Sıkı sıkı annesine sarıldı,
Gözleri pırıl, pırıldı.
İki damla yaş vardı göz pınarlarında saklı,
Titrek ve yasaklı.
Anneannesi anlatıyordu ya hep salına, salına
Artık inanmıyordu babasının döneceği masalına.

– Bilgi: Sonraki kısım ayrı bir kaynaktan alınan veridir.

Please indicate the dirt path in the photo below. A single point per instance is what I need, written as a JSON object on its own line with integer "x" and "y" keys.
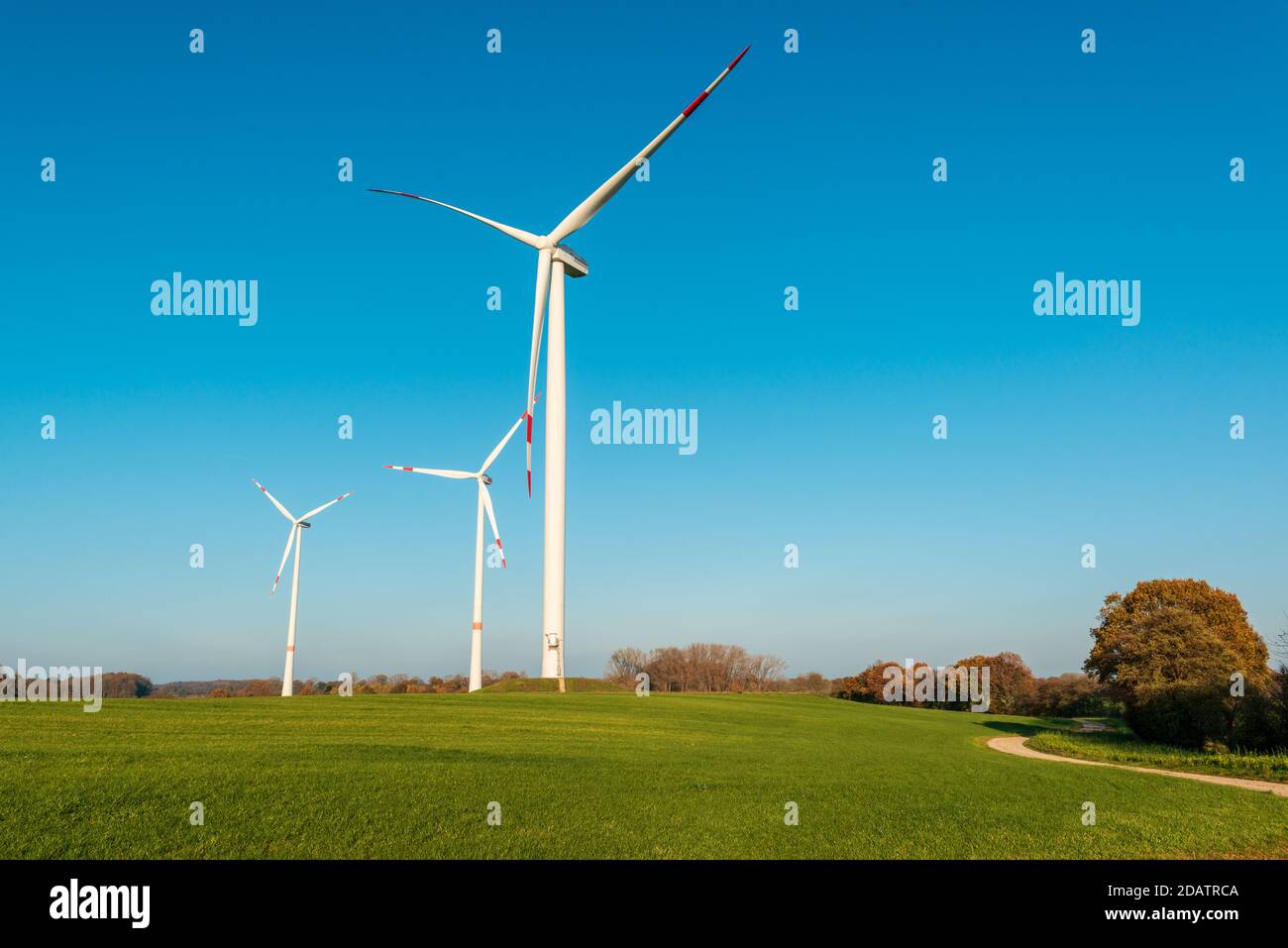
{"x": 1017, "y": 745}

Hiç bir açıklama ona yetmiyordu.
Yurt dışındaysa neden telefon etmiyordu?
Bazen babasının üniformalı arkadaşları gelirdi
O zaman evde tansiyon aniden yükselirdi.
Babasının kucağında bir bebeklik resmi vardı
Bir akşam “onu odama asın” diye yalvardı.
Ağlatıyordu annesini bazı şairlerin dizeleri
Hele hele televizyondaki şehit cenazeleri.
Yok,yok anlamıştı, seziyordu.
En zoru da, arkadaşları babalarıyla geziyordu.
Annesini itti,
Odasına gitti,
Çoktandır tuttuğu gözyaşlarını serbest bıraktı,
Onlar da anladı bu hali
Billur ırmaklar misali
Yanaklarından boynuna,
Oradan ta kalbinin üstüne aktı.
.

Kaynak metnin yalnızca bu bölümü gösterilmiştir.